To drink where Hemingway drank
On one nondescript street, the sounds of music and laughter resonate off the building walls. Even before you get to the source of the commotion, you can hear ice tumbling into glasses.
La Bodeguita de Medio is a bar and restaurant. The interior is cut from stone like the catacombs of ancient Christendom.
It's no wonder this was one of Hemingway's favorite watering holes. He came here for the atmosphere and the mojitos, a Cuban drink made with rum and mint and lots of sugar.
Now, tourists strawberried from the sun pack the bar stools to drink mojitos. To go home and say they drank where Hemingway drank. To say they drank what Hemingway drank.
An ironic revolutionary
A few years ago, on a trip to Havana, Hemingway's granddaughter Mariel said her grandfather was one of the three icons of Cuba.
"There is Che and Fidel and my grandfather," she said.
There is an irony here. Che Guevara was a revolutionary. So is Fidel Castro. Hemingway cared little for politics. But Mariel is right about her grandfather's place in history here. He is everywhere.
A few blocks from La Bodeguita is another popular spot, La Floridita. On the walls of the restaurant are pictures of the author with actors Errol Flynn and Spencer Tracy. The house drink: daiquiris. What Hemingway drank when he stopped here.
In Cuba, the name Hemingway is good for business. Everywhere he drank or ate or slept is a tourist stop.
There is a marina named after him. A hotel at the marina is named after his novel "El Viejo y el Mar," "The Old Man and the Sea." For $3, tourists can tour room 511 in the Ambos Mundos Hotel.
Hemingway lived here for awhile, and here they say he wrote another of his novels, "For Whom the Bell Tolls."
In communist Cuba, Hemingway inspires good old-fashioned capitalism.
A man's man, and a friend
But it is clear that in Cuba, Hemingway means far more than just a way to make a dollar.
The old timers will tell you he was a great man, a wonderful man. He was certainly larger than life. He was, as they say, a man's man. And in Latin culture, that's important.
Why he has become one of the most singularly recognizable figures here is difficult to say.

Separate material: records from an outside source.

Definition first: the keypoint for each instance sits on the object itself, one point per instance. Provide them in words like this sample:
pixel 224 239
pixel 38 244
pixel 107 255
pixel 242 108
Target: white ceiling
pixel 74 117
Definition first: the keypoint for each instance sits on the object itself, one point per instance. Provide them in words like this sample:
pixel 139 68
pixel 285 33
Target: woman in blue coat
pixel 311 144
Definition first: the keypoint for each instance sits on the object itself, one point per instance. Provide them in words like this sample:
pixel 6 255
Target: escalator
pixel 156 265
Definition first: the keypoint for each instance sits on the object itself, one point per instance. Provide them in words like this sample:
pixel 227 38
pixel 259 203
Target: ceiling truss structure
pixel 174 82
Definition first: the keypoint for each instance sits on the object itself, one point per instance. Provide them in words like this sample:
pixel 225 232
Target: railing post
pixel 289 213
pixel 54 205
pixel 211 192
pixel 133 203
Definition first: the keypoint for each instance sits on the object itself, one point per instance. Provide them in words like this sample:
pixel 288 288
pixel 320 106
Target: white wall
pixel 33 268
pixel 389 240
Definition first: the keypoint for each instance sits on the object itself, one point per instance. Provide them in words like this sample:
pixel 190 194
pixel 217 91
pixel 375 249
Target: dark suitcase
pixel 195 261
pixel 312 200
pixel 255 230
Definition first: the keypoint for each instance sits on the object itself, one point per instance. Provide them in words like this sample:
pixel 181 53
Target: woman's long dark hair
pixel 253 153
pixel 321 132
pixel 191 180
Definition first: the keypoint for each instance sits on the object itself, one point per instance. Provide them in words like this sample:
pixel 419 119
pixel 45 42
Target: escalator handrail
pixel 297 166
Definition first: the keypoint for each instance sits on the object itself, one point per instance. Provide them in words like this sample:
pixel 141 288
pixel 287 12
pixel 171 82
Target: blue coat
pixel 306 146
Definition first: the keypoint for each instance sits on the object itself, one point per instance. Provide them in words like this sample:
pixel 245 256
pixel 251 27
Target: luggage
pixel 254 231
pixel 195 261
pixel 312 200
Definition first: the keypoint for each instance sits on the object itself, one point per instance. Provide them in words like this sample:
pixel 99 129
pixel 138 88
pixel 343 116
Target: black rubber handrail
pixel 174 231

Perhaps he represents a time and spirit that no longer exists here except in the vintage American cars of the 1940s and 1950s that still fill the streets of Havana.
"I will always miss him," says Gregorio Fuentes. Gregorio knew Hemingway perhaps better than anyone here. He was Hemingway's boat captain. The main character in "The Old Man and the Sea" is said to be based at least in part on Gregorio Fuentes.
Gregorio just turned 102 years old. When I interviewed him last month, Gregorio wore an old fishing hat, the word "Capitan" stitched across the front. He met Hemingway in 1928. The two men fished together, went on safari together in Africa and, during World War II, patrolled the Cuban coast in Hemingway's boat for German submarines.
The last time Gregorio saw Hemingway, he says, Hemingway told him, "Listen to me. Take care of yourself as you've done, as well as take care of my Pilar as you've been doing."
The Pilar was Hemingway's boat. In the writer's will, he left it to Gregorio. After Hemingway's death, Gregorio says people always called offering large sums of money to fish with him on the Pilar. Gregorio says he always refused.
Gregorio lights a cigar and puffs as he recounts what happened next to the boat. He went to see Fidel Castro, he says. Hemingway and Castro met once at a fishing tournament. There are pictures of that at the marina.
Gregorio says he asked Castro to help him preserve the boat. "'Where would you like to take it?' he asked me. And I replied to him, 'To his home.' And so we did it."
The boat now sits at Finca Vigia, the writer's home in Cuba turned museum.
Gregorio and I met for our interview at the La Terraza restaurant, just up the street from Gregorio's home in the seaside town of Cojimar.
From here Gregorio and Hemingway often set out to sea. On a street that runs along the water across from an old Spanish fortress there is a monument.
Sitting in the middle of a circular base surrounded by stone columns is a statue of Ernest Hemingway gazing out across the ocean he loved so much.
It was built by the people of Cojimar to honor the man they called Papa. A man they knew as a friend.